Microsoft unveils AI that can simulate your voice from just 3 seconds of audio

VALL-E language model can even imitate the original speaker’s emotional tone using artificial intelligence

Anthony Cuthbertson
Tuesday 10 January 2023 20:17 GMT
New AI can accurately imitate a person's voice

Microsoft has unveiled an AI voice simulator capable of accurately immitating a person’s voice after listening to them speak for just three seconds.

The VALL-E language model was trained using 60,000 hours of English speech from 7,000 different speakers in order to synthesize “high-quality personalised speech” from any unseen speaker.

Once the artificial intelligence system has a person’s voice recording, it is able to make it sound like that person is saying anything. It is even able to imitate the original speaker’s emotional tone and acoustic environment.

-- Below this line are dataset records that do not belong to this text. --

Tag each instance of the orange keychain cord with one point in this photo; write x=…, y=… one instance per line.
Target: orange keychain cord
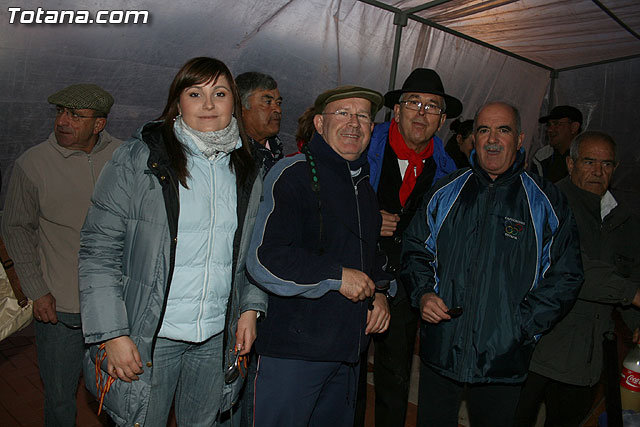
x=102, y=384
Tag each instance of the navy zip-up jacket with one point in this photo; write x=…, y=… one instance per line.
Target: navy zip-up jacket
x=507, y=251
x=308, y=319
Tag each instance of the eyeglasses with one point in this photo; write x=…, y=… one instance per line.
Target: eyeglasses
x=234, y=370
x=345, y=116
x=417, y=106
x=73, y=114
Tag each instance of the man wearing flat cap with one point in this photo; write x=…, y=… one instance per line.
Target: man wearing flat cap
x=406, y=158
x=47, y=200
x=492, y=260
x=563, y=123
x=314, y=250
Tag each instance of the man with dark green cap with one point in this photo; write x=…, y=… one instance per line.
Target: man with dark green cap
x=47, y=200
x=314, y=250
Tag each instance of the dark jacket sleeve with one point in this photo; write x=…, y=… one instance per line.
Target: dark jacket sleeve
x=418, y=254
x=559, y=285
x=104, y=315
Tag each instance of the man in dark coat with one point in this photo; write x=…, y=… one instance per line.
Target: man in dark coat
x=493, y=260
x=567, y=363
x=314, y=250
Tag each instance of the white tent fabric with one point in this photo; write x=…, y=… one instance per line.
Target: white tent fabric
x=309, y=46
x=555, y=33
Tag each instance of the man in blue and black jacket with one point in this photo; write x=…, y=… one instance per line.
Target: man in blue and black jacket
x=493, y=260
x=314, y=250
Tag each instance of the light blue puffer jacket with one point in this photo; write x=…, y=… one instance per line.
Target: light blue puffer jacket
x=127, y=259
x=197, y=301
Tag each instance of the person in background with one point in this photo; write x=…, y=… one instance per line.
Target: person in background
x=563, y=123
x=492, y=259
x=460, y=144
x=163, y=292
x=261, y=114
x=47, y=200
x=567, y=363
x=306, y=129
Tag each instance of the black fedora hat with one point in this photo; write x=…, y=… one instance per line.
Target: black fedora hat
x=425, y=80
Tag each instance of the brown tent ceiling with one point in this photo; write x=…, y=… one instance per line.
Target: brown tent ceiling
x=556, y=34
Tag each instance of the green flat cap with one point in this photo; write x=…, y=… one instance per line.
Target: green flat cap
x=84, y=95
x=343, y=92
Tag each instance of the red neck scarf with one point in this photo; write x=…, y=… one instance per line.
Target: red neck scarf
x=416, y=160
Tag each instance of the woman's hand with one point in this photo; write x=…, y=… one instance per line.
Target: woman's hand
x=123, y=359
x=378, y=318
x=247, y=331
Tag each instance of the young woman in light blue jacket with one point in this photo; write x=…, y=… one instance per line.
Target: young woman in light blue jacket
x=165, y=302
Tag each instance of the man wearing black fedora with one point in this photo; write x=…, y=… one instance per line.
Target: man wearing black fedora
x=406, y=158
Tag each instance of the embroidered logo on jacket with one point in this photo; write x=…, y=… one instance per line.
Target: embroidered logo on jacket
x=513, y=227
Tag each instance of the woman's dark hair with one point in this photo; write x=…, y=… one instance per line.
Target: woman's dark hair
x=464, y=129
x=201, y=70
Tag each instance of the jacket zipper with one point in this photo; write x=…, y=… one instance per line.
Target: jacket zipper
x=471, y=290
x=173, y=182
x=93, y=175
x=356, y=193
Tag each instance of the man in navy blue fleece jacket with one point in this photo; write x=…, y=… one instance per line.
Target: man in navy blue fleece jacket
x=314, y=249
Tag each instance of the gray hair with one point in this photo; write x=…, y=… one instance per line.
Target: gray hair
x=574, y=151
x=516, y=114
x=251, y=81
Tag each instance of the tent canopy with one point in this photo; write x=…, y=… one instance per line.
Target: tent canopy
x=554, y=34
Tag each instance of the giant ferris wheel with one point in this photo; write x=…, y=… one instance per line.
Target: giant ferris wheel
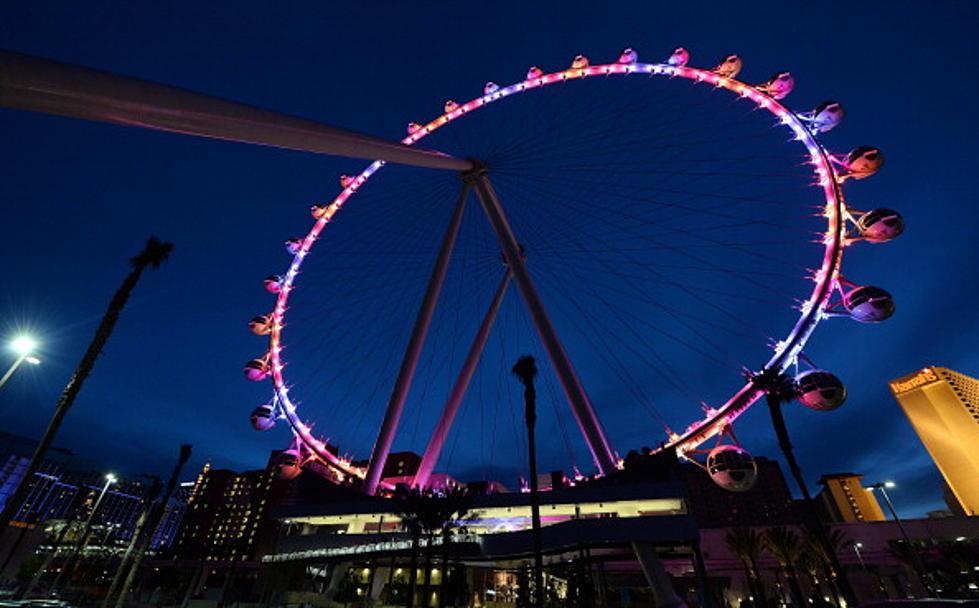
x=668, y=237
x=664, y=234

“Experiment results show that VALL-E significantly outperforms the state-of-the-art zero-shot text to speech synthesis (TTS) system in terms of speech naturalness and speaker similarity,” a paper describing the system stated.

“In addition, we find VALL-E could preserve the speaker’s emotion and acoustic environment of the acoustic prompt in synthesis.”

Potential applications include authors reading entire audiobooks from just a sample recording, videos with natural language voiceovers, and filling in speech for a film actor if the original recording was corrupted.

As with other deepfake technology that imitates a person’s visual likeness in videos, there is the potential for misuse.

The VALL-E software used to generate the fake speech is currently not available for public use, with Microsoft citing “potential risks in misuse of the medel, such as spoofing voice identification or impersonating a specific speaker”.

Microsoft said it would also abide by its Responsible AI Principles as it continues to develop VALL-E, as well as consider possible ways to detect synthesized speech in order to mitigate such risks.

Microsoft trained VALL-E using voice recordings in the public domain, mostly from LibriVox audiobooks, while the speakers who were imitated took part in the experiments willingly.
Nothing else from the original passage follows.